Lunettes vissées sur le nez, la trentaine entamée, voilà les deux Français qui veulent changer le monde. Ou du moins une de ses faces, et non des moindres: celle qui touche au nerf de la guerre, l’impôt.

Ceux que l’on désigne par «les deux Col(l)in», Nicolas (Colin) pour le numérique, Pierre (Collin) pour la fiscalité pure, le premier inspecteur des finances, le second conseiller d’État, veulent réussir là où tant d’autres se sont cassés les dents: taxer Google et tous ses petits copains issus de l’économie numérique. Mettre un terme à leur petit manège d'optimisation fiscale, art dans lequel ces entreprises plus que toutes autres sont passées maîtres, et qui aboutit à la fuite systématique de leurs bénéfices. Un objectif de plus en plus pressant en France comme ailleurs, chacun cherchant aujourd’hui le moyen de mettre la main sur le grisbi de l’économie connectée.
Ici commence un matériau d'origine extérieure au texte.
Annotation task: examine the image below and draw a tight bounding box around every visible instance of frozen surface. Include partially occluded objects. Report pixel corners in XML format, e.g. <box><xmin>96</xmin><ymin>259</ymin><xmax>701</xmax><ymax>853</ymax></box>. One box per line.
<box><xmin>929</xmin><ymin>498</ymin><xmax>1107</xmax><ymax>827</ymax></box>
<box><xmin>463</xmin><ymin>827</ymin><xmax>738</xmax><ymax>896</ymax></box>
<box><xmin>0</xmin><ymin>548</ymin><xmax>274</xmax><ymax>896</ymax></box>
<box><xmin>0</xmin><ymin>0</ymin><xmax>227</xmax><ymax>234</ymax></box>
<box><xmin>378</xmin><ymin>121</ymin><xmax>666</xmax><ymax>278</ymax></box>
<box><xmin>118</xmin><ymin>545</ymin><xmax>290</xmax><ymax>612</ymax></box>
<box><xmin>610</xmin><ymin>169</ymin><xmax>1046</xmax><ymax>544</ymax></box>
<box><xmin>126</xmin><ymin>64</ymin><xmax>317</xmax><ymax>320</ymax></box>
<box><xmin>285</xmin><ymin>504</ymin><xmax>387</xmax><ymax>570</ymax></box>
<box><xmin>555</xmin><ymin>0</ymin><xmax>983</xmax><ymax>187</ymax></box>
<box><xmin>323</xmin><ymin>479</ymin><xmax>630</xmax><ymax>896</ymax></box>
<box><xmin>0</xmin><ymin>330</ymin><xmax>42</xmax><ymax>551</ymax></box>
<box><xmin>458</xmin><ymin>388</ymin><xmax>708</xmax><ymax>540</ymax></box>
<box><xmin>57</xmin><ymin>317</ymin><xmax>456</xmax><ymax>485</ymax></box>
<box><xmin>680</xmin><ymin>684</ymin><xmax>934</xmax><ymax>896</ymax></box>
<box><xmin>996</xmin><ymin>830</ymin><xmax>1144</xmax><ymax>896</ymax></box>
Pour y parvenir, les deux fiscalistes ont une solution radicale: réinventer l’impôt. Le remodeler. A l’échelle mondiale. Au travers d’un prisme tout aussi innovant: celui des données personnelles. Car c’est là, estiment les deux experts, que repose la valeur de cette nouvelle économie.

L'or des données

Google, Apple, Facebook... En utilisant ces services, les internautes du monde entier laissent tout un tas d’informations: qui ils sont, quels sites ils visitent, quelles vidéos ils regardent, et bien plus encore.

Ces traces, abandonnées aux géants du web, est l’huile qui fait tourner leur modèle d’affaire. Quand j’achète un livre sur Amazon, le service me propose d’autres livres sur ce thème; quand j’écris un mail sur Gmail, son contenu est analysé automatiquement pour affiner la publicité et quand j’installe une application sur mon iPhone, elle utilise les données de mon téléphone (contacts, photo, localisation...): la pratique est connue, disséquée et commentée depuis un bail dans l’écosystème numérique.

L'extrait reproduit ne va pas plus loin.